Пришли и другие гости. Столетний старик спросил, как сеньора Яка и как мальчики, хотя мальчики эти давно были почтенными отцами семейств. Во дворике кружил у дерева безумный. Ступал он тяжело, зарывая ступни в землю, словно тащил на спине ствол.

Другие братья Текун — Росо и Андрее — беседовали у ограды, сидя на корточках, оба в шляпах и с обнаженными мачете в руке.

— Закурить нету, Андрее?

Андрее перестал срезать стебли вокруг себя, положил мачете и вынул пригоршню больших, как палки, сигар из маисовых листьев.

— Такие хороши?

— А то нет!
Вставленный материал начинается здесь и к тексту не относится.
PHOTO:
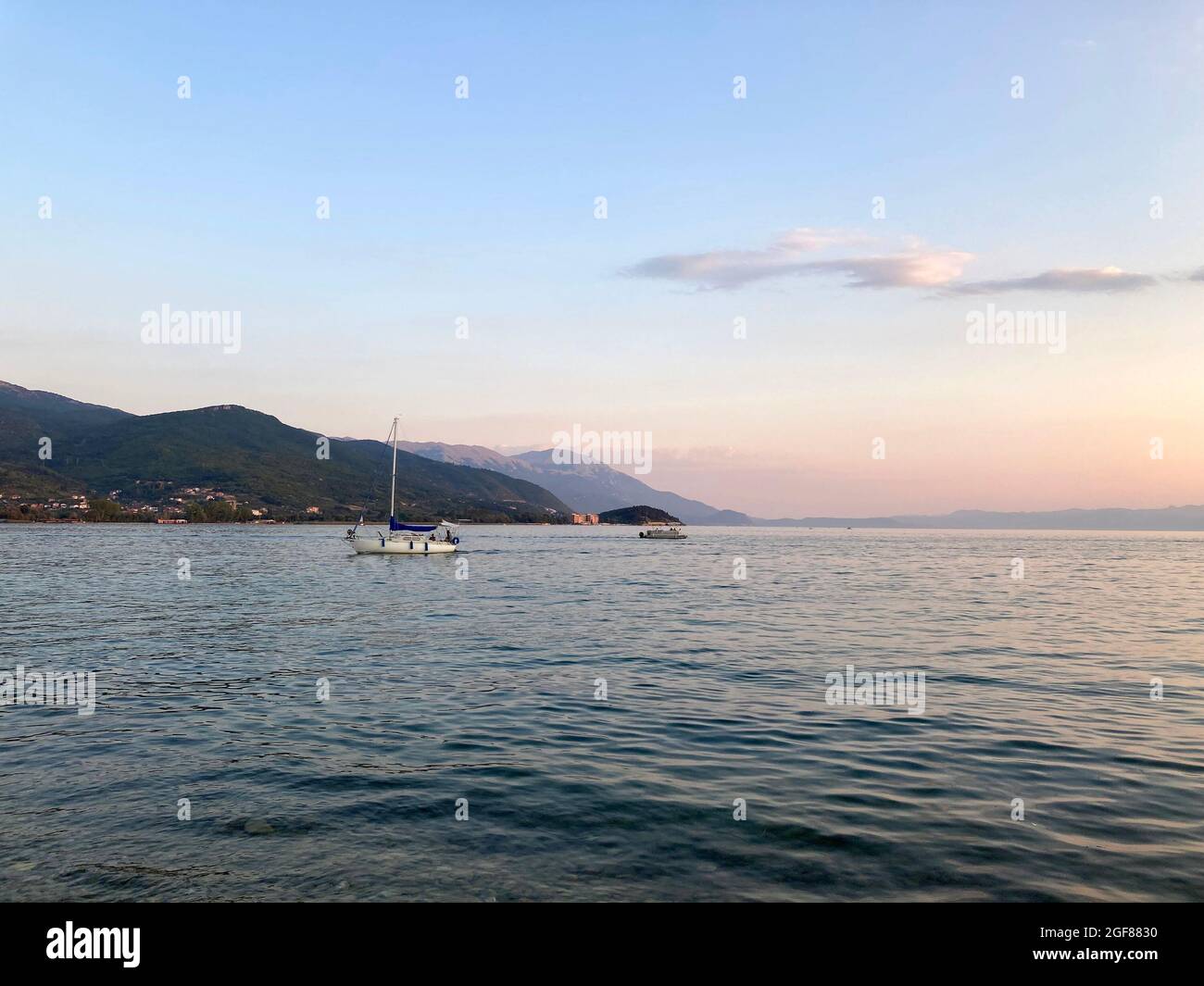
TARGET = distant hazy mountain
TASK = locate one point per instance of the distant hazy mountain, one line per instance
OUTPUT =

Огонька дай. — Сейчас. И сам покурю.

Андрее Текун сунул в рот сигару, вынул трут, похожий на свернувшуюся змеей шкурку апельсина, и стал высекать кремнем искры. Наконец трут затлелся, и они закурили.
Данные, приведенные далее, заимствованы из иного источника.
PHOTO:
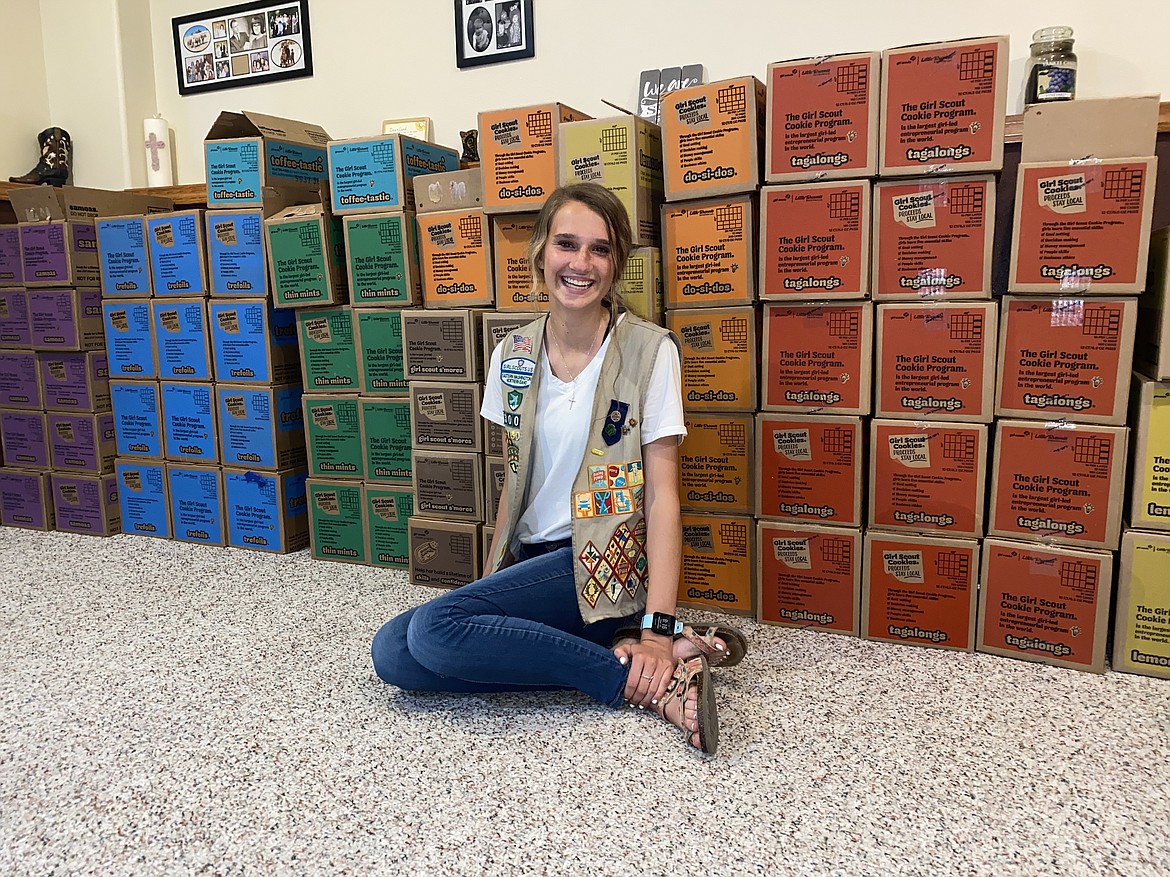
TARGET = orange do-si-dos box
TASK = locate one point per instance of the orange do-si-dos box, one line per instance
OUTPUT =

Андрее Текун снова взял мачете и принялся срезать верхушки трав. Сигары светились в темноте, как глаза лесных зверей.

— Вот что, Росо, — сказал Андрее, орудуя мачете. — Лекаря не Калистро убил. У него за ухом след от пули, а у Калистро ружья не было.

— Я сам заметил, у него из-за уха кровь текла, а не догадался.

— Воюем, значит. Нам воевать и воевать. А защищаться нечем. Вот вспомнишь мое слово: всех по одному перетравят. Как умер касик Илом, так и бьют нас. Одолел его этот гад, полковник Годой.

— Истинно, гад! Его только пуля исправит, дал бы нам бог его убить!

— Довел он нас…

— А мы хороши, все терпим.

— Что ж, воевать так воевать. В Писигуилито многие не верят, что Гаспар Илом по реке отправился на тот свет. Он как рыба плавал. Выплыл, где этим его не достать, и спрятался.

— Себя утешают, надеются. Что хочется людям, то и думают. Жаль, только было не так. Утонул Гаспар. Плавать он умел, верно говоришь, как рыба, только людей у него перебили, измолотили в куски, он и загоревал. Что говорить, он им вожак, вот и подумал он — надо ему с ними быть, с мертвыми. И в реку бросился, будто камень, а не человек. От гадов от этих ушел. Он когда плавал, сперва был как туча, потом как птица, потом — одна тень по воде.

Братья Текун замолчали. В тишине в такт дыханию свистели мачете. Братья играючи срезали высокую траву.

— Касик одолел бы этого полковника, если б тот его людей не убил, — сказал Росо, как бы подводя итог беседе и выплевывая при этом табачинку, прилипшую к языку.

— Это верно, — подтвердил Андрее, уже не так рьяно махавший мачете. — В том и война, чтоб с людьми биться, а не травить их, как псов. Его отравили и нас перебьют, как вот лекаря: пулю пустят, и лежи, тела не найдут. Плохо, когда ружей нету. Уснешь живой, а не знаешь, проснешься ли; проснешься — не знаешь, уснешь ли. А землю расчищают, сеют маис. От бедности все. Очень мы бедные. Хоть бы их маисом перетравило.

Всей семье становилось как-то легче, когда безумный переставал ходить туда-сюда. Все жалели его. Он останавливался надолго под зелеными ушами, которые теребил ветер, и нюхал ствол, с трудом выговаривая слова. Челюсти у него сводило, язык был шершавый, как лист лореко, лицо — изборожденное безумием, как поле, глаза широко открыты.